Figure 9: SecureMind Playback screen
SecureMind Surveillance Manager – In Use – more
The Setting tab within SecureMind is where all the configuration happens. This is where cameras are added, where Remote View can be enabled in conjunction with Iomega Personal Cloud, where Alerts are set and where storage parameters can be specified.
Activity Alerts (Figure 10) are highly customizable, allowing you to set alerts for one to all cameras and to change it easy at a later time. It also lets you set a schedule for the Alerts, specify an email address to alert and even send alerts or enable alarm sounds if the video is lost or if the cameras view is tampered with.
Figure 10: SecureMind Activity Alerts screen
What I really liked about SecureMind, were the individual Activity Detection settings that were customizable per camera. In Figure 11, you can see the Regions of interest I set up on the living room camera. By adjusting "Vertex Points" and dragging the profiles out to exactly where they were needed, I could adjust the motion detection area to just where I needed. In this case, I was keeping the ceiling fan out of the motion detection area, as well as ignoring the cat unless it jumped on the table.
Figure 11: SecureMind Activity Detection screen
That’s not to say motion detection was perfect. As I’ve pointed out in other reviews, the ability to set detection sensitivity is nice. But numbers without a gauge to put them into context makes motion detection setting very hit-or-miss.
A good example of helpful motion detection setting is found in each Axis camera’s web interface (Figure 12). Although setting the motion detection window isn’t as flexible as with SecureMind, you do get a realtime indication of motion being detected and where it lies in relation to the threshold you’ve set.
In Figure 12, the detected movement is simply sun shining through our skylights, which I don’t want to be alerted on. However, I may want to be alerted on someone grabbing the iPod, so I can perform the action and see where the movement lies in relation to the threshold I’ve set. I’d like to see this feature in SecureMind’s Activity Detection settings.
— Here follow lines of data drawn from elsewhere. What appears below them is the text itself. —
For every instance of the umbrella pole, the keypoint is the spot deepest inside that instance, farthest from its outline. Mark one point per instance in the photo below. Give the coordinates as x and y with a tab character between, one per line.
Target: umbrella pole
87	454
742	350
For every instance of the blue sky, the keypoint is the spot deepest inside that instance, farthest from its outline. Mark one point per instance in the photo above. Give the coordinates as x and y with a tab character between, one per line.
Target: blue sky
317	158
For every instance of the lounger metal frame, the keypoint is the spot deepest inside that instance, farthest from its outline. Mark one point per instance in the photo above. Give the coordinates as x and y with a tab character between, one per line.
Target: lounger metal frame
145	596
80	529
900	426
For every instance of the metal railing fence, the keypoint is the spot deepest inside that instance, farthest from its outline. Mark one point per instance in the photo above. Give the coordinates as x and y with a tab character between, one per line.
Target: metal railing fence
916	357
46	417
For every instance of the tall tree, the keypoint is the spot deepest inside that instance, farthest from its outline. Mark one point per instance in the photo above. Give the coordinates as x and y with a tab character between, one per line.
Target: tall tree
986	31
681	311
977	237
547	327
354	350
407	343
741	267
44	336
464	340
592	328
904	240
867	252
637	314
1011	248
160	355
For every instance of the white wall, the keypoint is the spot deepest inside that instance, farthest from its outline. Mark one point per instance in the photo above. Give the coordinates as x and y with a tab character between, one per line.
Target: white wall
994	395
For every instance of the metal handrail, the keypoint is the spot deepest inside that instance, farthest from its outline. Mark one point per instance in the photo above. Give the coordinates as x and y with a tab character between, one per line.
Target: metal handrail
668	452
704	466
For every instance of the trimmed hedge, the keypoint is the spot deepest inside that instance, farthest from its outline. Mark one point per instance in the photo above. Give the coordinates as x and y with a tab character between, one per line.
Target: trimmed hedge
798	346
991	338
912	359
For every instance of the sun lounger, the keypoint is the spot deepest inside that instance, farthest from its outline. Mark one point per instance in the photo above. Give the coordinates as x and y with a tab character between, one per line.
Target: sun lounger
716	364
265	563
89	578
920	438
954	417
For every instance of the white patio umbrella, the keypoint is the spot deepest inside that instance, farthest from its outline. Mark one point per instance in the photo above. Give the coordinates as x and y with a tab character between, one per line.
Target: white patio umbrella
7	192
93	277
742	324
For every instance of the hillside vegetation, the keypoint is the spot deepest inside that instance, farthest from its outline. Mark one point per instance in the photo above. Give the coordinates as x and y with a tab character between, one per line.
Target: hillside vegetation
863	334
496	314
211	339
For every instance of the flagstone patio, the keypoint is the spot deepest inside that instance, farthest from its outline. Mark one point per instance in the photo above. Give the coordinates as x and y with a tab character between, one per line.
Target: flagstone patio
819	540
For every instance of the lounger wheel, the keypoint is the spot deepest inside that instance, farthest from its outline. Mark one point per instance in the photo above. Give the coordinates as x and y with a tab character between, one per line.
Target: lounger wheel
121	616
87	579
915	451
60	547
Figure 12: Motion Detection screen on camera showing triggered thresholds
Anyone who works in IT will really appreciate the Events and Audit Log sub-tabs under the Status tab. The Events sub-tab shows things like video loss, camera tampering, and errors related to the camera stream.
The Audit log (Figue 13) captures everything that has been done to anything within SecureMind, down to things like changing Brightness or simply renaming a camera. It captures what happened, the time it happened, the user that did it, what the new data is, what the old data was, and the IP address of the client making the change. This feature, and the detail it provides, is very impressive.
Figure 13: Nice audit logs tab, showing much detail
Iomega has provided some nice video surveillance features for its StorCenter NASes. The built-in Video Surveillance feature is ok for manual recording. But MindTree’s SecureMind Surveillance Manager is more robust with more features, some of which will satisfy even professional level video surveillance requirements. Both were easy to use, but I give the edge to SecureMind for its superior user interface and larger feature set, most notably, motion detection recording.
For both options, the relatively small list of supported cameras could be a barrier for businesses that already have a surveillance solution in place. And you need to keep an eye on the total number of cameras supported when shopping for NAS-based video surveillance. The ix2-dl can handle only four cameras with SecureMind or five using the built-in Video Surveillance feature. But as Figure 14 shows, buying beefier NASes can raise the number of cameras handled as high as 48!